Fr. John Guy Winfrey is an archpriest in the Antiochian Orthodox Christian Archdiocese of North America, serving the parish of St. George Church in Grand Rapids, Michigan.

4 comments:

  1. Father, Bless,

    With respect, what if the flag is burned as a desperate cry against the murder of millions of unborn children and/or wanton killing of thousands in unjust wars *because* these are things that displease God and the one burning the flag is expressing himself against the organization that promotes and carries out these evil, Godless tragedies?

    What if the burning is done by one who has not turned away from God, but can clearly see that the government and culture represented by the flag have turned their backs?

    I can see no equivalence of the symbols of the State with one’s faith or lack thereof in God. Sure, there may be some who hate everything and want to tear it all down, but I don’t think burning the flag (or sitting out the National Anthem, etc) are indicators of faithlessness.

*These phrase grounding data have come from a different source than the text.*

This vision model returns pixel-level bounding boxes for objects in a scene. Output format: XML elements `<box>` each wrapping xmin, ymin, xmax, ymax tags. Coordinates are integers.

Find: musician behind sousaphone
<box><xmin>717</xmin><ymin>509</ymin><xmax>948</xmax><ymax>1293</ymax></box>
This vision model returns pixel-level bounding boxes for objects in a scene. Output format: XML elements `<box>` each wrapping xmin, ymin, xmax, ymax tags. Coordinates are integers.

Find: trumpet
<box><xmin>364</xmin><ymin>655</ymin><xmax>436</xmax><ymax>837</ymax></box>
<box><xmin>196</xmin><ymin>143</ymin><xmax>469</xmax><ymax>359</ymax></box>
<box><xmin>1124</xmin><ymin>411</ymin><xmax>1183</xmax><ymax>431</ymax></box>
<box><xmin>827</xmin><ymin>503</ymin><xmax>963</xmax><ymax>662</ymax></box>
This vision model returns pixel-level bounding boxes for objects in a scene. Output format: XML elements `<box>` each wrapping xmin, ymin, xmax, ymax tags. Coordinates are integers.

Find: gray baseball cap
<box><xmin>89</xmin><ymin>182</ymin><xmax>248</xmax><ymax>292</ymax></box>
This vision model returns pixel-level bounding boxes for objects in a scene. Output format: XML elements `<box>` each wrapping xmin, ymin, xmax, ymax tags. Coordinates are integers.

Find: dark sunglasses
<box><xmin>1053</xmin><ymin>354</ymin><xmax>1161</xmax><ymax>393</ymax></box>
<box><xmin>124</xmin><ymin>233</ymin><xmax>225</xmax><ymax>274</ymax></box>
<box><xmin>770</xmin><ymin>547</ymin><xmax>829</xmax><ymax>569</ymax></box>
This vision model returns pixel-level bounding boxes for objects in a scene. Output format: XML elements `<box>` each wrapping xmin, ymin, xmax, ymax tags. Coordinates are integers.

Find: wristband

    You wrote “The symbolism of the flag is complex.” I would suggest that the symbolism of burning the flag is also complex.

    Please pray for me.
    Scott

    1. I have seen no one burning flags because of abortion. Nor have I seen people specifically burning flags because of unjust wars. There is a highly materialist motivation in what we see today. But, there may be some few somewhere who have not turned their backs on God and do so. But loving God would also include respecting the state. For example, I would never burn the flag of another country — even if I disagreed with everything they stand for.

  2. When I read your “ponderings,” I was immediately struck by a sadness that people who burn the flag are so desperate. Their internal cries of aloneness speak volumes. They seem to be totally lost, but I believe God can reach them, and I pray that He will touch them. One wonders about their caregivers who, somehow, did not teach them about sacred things. Were they disillusioned too?